Alors que les quatre premières actions constituent des instruments subventionnels, la dernière action « Accélération de la croissance » , prévoit une intervention en fonds propres , à hauteur de 2,5 milliards d'euros .

En 2022, comme en 2021, 1,5 milliard d'euros de crédits de paiement sont demandés au titre du volet dirigé . Au sein de chaque action, ces crédits ont vocation à être répartis entre les opérateurs au pro-rata de l'enveloppe totale qui leur est affectée.

Évolution des crédits du programme 424

(en millions d'euros)

Actions

AE 2021

CP 2021

CP 2022

Variation 2021/2022

01 - Programmes et équipements prioritaires de recherche

3 000

300

300

0%

02 - Maturation de technologies, R&D, valorisation de la recherche

1 500

150

150

0%

03 - Démonstration en conditions réelles, amorçage et premières commerciales

2 500

250

250

0%

04 - Soutien au déploiement

3 000

300

300

0%

05 - Accélération de la croissance

2 500

500

500

0%

Total

12 500

1 500

1 500

0 %

Source : commission des finances, à partir des documents budgétaires

Ces crédits de paiement ont vocation à financer les premiers engagements pris par les opérateurs du PIA ; en effet, plusieurs dispositifs ont été lancés au cours de l'année 2021 - même si aucun projet n'a encore été contractualisé ou décaissé :

- un premier appel à projet mené dans le cadre de l'action 01 « Programmes et équipements prioritaires de recherche », a permis de sélectionner quatre « stratégies exploratoires » sur la vingtaine de stratégies qui devraient in fine bénéficier d'un financement, chacune donnant lieu au lancement d'appels à projets ou appels à manifestation d'intérêt ;

- l'action 02 « Maturation de technologies, R&D, valorisation de la recherche » a financé le lancement de plusieurs appels à projets au titre de la stratégie « Cybersécurité » (« Développement de technologies innovantes critiques », « Mutualisation et valorisation des données d'intérêt cyber » et « Projets innovants sur le Campus Cyber »). En parallèle, des procédures sont en cours de préparation pour les stratégies « quantique », « nucléaire » et « recyclabilité » ;

- enfin, plusieurs dispositifs ont été ouverts au titre de crédits inscrits sur les actions 03 « Démonstration en conditions réelles, amorçage et premières commerciales » et 04 « Soutien au déploiement » , comme l'appel à manifestation « Démonstrateurs numériques dans l'enseignement supérieur », qui s'inscrit dans la stratégie « Enseignement numérique », l'appel à projets « Solutions innovantes pour l'amélioration de la recyclabilité, le recyclage et la réincorporation des matériaux », qui participe de la stratégie éponyme ou encore un appel à projets « Industrialisation de produits et systèmes constructifs bois et autres biosourcés », dans le cadre de la stratégie « Solutions pour la Ville Durable et les Bâtiments Innovants ».

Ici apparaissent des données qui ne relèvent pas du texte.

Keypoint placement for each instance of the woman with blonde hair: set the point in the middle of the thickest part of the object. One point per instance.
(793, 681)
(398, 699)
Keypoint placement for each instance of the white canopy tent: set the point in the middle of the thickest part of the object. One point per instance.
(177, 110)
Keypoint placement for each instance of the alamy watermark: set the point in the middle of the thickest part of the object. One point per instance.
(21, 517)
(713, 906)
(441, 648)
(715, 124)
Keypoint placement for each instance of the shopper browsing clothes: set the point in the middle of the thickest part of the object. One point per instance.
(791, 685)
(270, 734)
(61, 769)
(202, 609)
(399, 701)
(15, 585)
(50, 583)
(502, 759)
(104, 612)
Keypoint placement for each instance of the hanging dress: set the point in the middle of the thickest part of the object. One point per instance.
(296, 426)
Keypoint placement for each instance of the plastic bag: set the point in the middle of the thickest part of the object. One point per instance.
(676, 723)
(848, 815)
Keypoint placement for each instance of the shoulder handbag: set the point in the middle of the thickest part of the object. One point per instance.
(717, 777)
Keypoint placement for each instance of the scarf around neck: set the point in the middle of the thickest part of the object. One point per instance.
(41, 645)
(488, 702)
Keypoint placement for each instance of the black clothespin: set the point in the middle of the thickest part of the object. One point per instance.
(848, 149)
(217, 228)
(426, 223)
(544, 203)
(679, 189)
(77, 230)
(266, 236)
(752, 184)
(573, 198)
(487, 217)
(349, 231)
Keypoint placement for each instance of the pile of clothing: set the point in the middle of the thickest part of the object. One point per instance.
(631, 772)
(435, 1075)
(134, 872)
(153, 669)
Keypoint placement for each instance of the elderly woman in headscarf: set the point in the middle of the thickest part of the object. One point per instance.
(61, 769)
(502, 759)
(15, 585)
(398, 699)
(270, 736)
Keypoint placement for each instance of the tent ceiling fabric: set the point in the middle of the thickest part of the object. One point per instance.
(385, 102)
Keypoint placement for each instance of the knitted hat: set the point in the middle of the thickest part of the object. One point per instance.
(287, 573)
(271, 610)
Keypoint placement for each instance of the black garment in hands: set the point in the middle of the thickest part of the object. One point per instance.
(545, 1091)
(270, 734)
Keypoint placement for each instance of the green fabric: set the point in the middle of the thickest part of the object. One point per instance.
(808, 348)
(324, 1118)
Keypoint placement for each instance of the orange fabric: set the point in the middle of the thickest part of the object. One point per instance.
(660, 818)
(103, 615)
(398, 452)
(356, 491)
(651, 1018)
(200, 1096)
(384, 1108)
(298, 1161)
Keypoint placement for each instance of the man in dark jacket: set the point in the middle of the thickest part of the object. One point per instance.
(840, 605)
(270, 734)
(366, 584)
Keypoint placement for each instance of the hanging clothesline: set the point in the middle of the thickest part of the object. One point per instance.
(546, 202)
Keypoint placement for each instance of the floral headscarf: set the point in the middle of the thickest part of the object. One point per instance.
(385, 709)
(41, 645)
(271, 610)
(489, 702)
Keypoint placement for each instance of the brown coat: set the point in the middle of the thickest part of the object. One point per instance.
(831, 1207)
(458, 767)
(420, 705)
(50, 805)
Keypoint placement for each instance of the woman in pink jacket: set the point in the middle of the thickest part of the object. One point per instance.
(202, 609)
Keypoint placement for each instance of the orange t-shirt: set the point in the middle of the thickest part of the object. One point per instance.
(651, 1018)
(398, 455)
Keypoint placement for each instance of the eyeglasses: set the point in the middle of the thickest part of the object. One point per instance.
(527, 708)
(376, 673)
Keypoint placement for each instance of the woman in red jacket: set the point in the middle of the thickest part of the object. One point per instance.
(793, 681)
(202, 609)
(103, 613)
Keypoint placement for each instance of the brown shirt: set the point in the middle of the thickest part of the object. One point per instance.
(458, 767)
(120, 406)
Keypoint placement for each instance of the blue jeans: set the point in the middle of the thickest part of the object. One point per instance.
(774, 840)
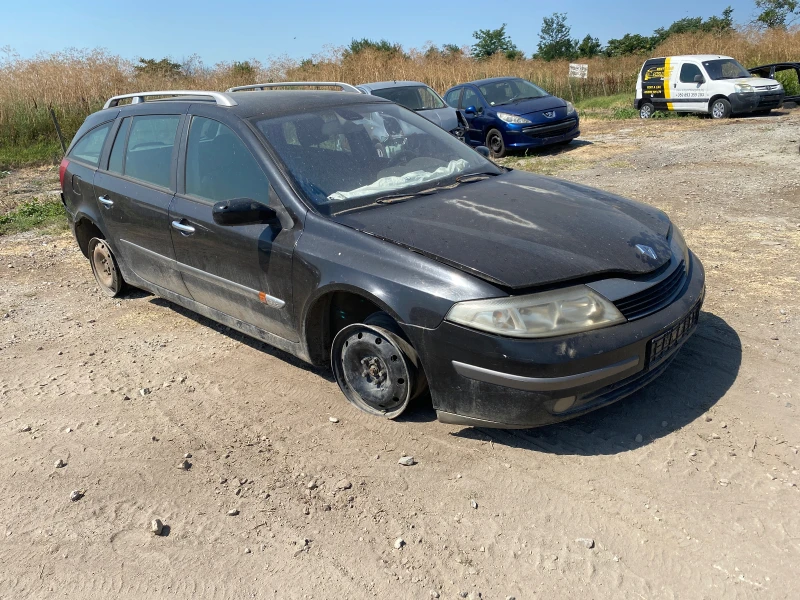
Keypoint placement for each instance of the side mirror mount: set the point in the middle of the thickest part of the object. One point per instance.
(242, 211)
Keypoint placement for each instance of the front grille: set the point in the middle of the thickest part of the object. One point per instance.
(655, 297)
(550, 130)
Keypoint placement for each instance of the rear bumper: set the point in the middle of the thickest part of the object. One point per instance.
(490, 381)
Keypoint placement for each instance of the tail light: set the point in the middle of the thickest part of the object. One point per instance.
(61, 171)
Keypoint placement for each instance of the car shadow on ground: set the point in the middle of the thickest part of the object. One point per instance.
(237, 336)
(701, 374)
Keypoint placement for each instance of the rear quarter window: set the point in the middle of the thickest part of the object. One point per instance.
(90, 146)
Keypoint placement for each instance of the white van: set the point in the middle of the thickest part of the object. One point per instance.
(703, 83)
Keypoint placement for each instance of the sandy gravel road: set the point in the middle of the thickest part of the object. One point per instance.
(705, 505)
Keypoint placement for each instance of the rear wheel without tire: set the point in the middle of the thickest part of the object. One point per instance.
(495, 143)
(720, 109)
(105, 269)
(375, 366)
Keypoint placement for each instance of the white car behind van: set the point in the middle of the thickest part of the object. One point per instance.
(703, 83)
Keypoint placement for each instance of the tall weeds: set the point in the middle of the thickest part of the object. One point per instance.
(77, 82)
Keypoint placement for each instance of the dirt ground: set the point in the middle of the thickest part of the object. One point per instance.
(704, 505)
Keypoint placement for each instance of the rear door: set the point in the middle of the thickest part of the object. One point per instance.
(135, 189)
(245, 270)
(689, 95)
(475, 121)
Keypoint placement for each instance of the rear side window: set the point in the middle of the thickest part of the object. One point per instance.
(220, 167)
(470, 98)
(115, 163)
(148, 153)
(452, 98)
(688, 72)
(90, 146)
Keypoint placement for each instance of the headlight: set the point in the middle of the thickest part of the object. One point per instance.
(547, 314)
(509, 118)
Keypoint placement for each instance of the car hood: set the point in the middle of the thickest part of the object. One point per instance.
(533, 105)
(519, 230)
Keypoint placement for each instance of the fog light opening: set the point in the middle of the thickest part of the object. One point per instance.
(564, 404)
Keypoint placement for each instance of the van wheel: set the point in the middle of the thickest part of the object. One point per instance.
(495, 143)
(376, 367)
(105, 268)
(720, 109)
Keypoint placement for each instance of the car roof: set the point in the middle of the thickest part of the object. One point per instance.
(491, 80)
(382, 85)
(700, 57)
(273, 103)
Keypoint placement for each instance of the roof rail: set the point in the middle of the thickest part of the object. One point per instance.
(346, 87)
(139, 97)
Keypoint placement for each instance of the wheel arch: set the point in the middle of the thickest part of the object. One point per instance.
(87, 228)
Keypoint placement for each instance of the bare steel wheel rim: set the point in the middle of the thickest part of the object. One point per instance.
(103, 265)
(372, 370)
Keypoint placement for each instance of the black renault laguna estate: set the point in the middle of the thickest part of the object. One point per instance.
(343, 228)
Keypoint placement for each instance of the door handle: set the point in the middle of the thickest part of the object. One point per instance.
(186, 229)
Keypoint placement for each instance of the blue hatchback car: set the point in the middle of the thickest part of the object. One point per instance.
(506, 113)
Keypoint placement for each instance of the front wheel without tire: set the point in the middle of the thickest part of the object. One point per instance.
(105, 268)
(495, 143)
(720, 109)
(375, 367)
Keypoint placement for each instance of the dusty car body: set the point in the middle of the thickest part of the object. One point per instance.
(516, 300)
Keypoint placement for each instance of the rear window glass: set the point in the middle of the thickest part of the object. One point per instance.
(90, 146)
(148, 154)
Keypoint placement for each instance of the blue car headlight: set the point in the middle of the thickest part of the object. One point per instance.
(513, 119)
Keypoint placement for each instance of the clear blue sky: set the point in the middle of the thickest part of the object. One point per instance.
(226, 31)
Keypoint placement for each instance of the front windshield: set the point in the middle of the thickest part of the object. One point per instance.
(415, 97)
(507, 91)
(352, 156)
(725, 68)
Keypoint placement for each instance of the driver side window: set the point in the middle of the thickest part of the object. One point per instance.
(688, 73)
(470, 98)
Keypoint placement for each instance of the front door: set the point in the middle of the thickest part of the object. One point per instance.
(689, 88)
(243, 271)
(135, 190)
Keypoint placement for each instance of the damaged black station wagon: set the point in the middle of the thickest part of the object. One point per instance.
(343, 228)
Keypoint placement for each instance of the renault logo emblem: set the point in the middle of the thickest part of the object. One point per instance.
(647, 251)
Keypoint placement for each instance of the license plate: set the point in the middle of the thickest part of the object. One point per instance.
(663, 344)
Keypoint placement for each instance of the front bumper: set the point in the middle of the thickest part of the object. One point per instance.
(486, 380)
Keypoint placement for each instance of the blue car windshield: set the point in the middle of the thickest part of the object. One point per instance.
(348, 157)
(507, 91)
(415, 97)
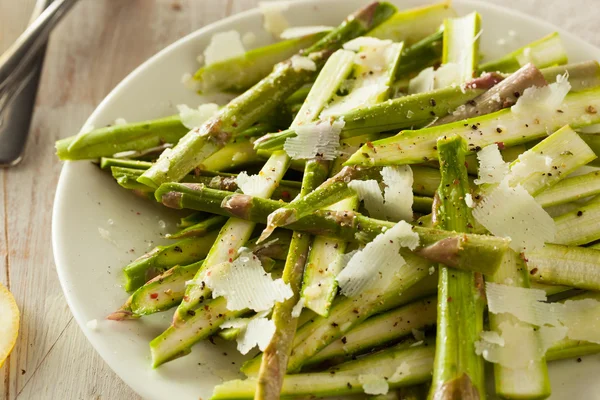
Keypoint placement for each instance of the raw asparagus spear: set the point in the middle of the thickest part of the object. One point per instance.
(240, 73)
(505, 126)
(465, 251)
(414, 110)
(276, 354)
(350, 312)
(545, 52)
(457, 369)
(578, 227)
(570, 189)
(162, 258)
(380, 330)
(344, 378)
(258, 101)
(234, 234)
(410, 26)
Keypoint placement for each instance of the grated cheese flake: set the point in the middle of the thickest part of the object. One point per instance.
(245, 284)
(492, 168)
(398, 193)
(194, 118)
(301, 62)
(300, 31)
(254, 185)
(376, 264)
(528, 305)
(223, 46)
(369, 192)
(543, 99)
(320, 139)
(373, 384)
(513, 213)
(273, 20)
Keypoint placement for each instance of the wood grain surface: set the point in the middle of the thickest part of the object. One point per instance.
(96, 46)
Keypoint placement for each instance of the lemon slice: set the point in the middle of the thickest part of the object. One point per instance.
(9, 323)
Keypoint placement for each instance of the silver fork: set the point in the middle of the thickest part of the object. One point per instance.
(20, 69)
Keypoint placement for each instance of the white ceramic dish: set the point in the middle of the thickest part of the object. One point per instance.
(89, 267)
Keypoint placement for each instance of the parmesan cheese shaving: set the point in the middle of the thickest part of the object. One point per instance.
(223, 46)
(320, 139)
(398, 193)
(373, 384)
(300, 62)
(543, 99)
(274, 22)
(513, 213)
(492, 168)
(194, 118)
(253, 185)
(528, 305)
(245, 284)
(369, 192)
(375, 266)
(300, 31)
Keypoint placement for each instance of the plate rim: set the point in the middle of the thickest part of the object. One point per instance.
(60, 262)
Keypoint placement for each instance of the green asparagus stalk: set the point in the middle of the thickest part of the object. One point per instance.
(234, 234)
(461, 44)
(380, 330)
(412, 25)
(350, 312)
(415, 363)
(415, 110)
(457, 370)
(200, 229)
(465, 251)
(580, 226)
(258, 101)
(573, 266)
(505, 126)
(570, 189)
(162, 258)
(240, 73)
(545, 52)
(276, 355)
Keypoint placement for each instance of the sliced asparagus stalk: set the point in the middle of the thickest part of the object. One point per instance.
(545, 52)
(410, 26)
(582, 76)
(258, 101)
(234, 234)
(240, 73)
(461, 45)
(570, 189)
(505, 126)
(416, 110)
(420, 55)
(457, 369)
(380, 330)
(472, 252)
(578, 227)
(414, 363)
(531, 382)
(573, 266)
(500, 96)
(319, 285)
(162, 258)
(347, 313)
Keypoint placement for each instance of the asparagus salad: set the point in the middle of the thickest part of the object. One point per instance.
(376, 211)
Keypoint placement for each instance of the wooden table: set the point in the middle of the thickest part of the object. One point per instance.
(97, 45)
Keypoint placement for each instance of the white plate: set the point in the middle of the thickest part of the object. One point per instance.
(89, 267)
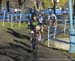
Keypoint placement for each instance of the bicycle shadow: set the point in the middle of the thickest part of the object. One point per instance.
(17, 35)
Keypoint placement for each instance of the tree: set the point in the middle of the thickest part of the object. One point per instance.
(49, 3)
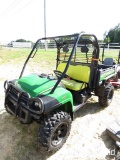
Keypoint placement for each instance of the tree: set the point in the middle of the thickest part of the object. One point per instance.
(113, 34)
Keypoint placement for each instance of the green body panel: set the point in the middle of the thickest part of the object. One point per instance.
(36, 86)
(106, 74)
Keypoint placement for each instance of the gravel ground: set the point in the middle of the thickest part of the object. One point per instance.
(87, 140)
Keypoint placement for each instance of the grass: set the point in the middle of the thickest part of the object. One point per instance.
(14, 55)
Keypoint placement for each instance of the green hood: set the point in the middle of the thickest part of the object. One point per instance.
(35, 85)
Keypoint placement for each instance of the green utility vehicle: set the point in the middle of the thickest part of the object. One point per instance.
(53, 99)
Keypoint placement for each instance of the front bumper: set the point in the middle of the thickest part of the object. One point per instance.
(16, 103)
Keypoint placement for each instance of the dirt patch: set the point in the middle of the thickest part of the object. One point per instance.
(87, 140)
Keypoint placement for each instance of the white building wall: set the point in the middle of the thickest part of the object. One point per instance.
(22, 44)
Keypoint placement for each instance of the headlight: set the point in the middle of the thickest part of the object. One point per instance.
(35, 104)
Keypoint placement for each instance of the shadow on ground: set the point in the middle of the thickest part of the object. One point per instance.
(19, 141)
(110, 144)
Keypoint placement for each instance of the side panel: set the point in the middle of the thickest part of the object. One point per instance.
(106, 73)
(60, 97)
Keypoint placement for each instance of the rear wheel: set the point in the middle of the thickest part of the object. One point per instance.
(107, 97)
(55, 130)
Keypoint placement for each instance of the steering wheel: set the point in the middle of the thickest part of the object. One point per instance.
(59, 73)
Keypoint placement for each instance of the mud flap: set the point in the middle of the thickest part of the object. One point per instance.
(113, 130)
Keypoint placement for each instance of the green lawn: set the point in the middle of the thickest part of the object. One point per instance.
(19, 55)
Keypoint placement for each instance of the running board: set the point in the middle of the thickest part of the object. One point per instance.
(77, 107)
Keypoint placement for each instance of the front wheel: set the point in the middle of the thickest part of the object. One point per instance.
(55, 130)
(107, 97)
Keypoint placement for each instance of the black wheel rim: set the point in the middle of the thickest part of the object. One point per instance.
(59, 134)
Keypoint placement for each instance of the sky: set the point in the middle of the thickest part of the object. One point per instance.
(25, 18)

Il ressort néanmoins des auditions menées par le rapporteur spécial que le contenu de ces actions demeure encore très indicatif, les dispositifs étant encore, pour la plupart, en cours de construction . Ainsi, les dotations allouées aux différents appels à projets sont encore sujettes à discussion - les stratégies nationales n'ayant pas encore toutes été dévoilées.

Cela est encore plus vrai dans le cas de la dernière action, « Accélération de la croissance », pour laquelle les instruments envisagés n'ont pas encore été arrêtés . Selon les informations transmises au rapporteur spécial, trois fonds auraient vocation à prendre le relais des structures créées au titre du PIA 3 - à savoir un Fonds national d'amorçage n°3, un Fonds multicap croissance n°4 et un Fonds French Tech Souveraineté, prévoyant un dispositif d'investissements directs de l'État dans des entreprises technologiques.

En parallèle serait créé un fonds successeur du fonds Ecotech et du fonds « Ville de demain », pour couvrir toutes les classes d'actifs.

Enfin, les documents budgétaires précisent qu'une enveloppe dont le montant n'est pas encore été arrêté aura vocation à constituer une dotation de flexibilité sur les 5 ans du PIA , dans l'hypothèse où un besoin non identifiable aujourd'hui viendrait à émerger.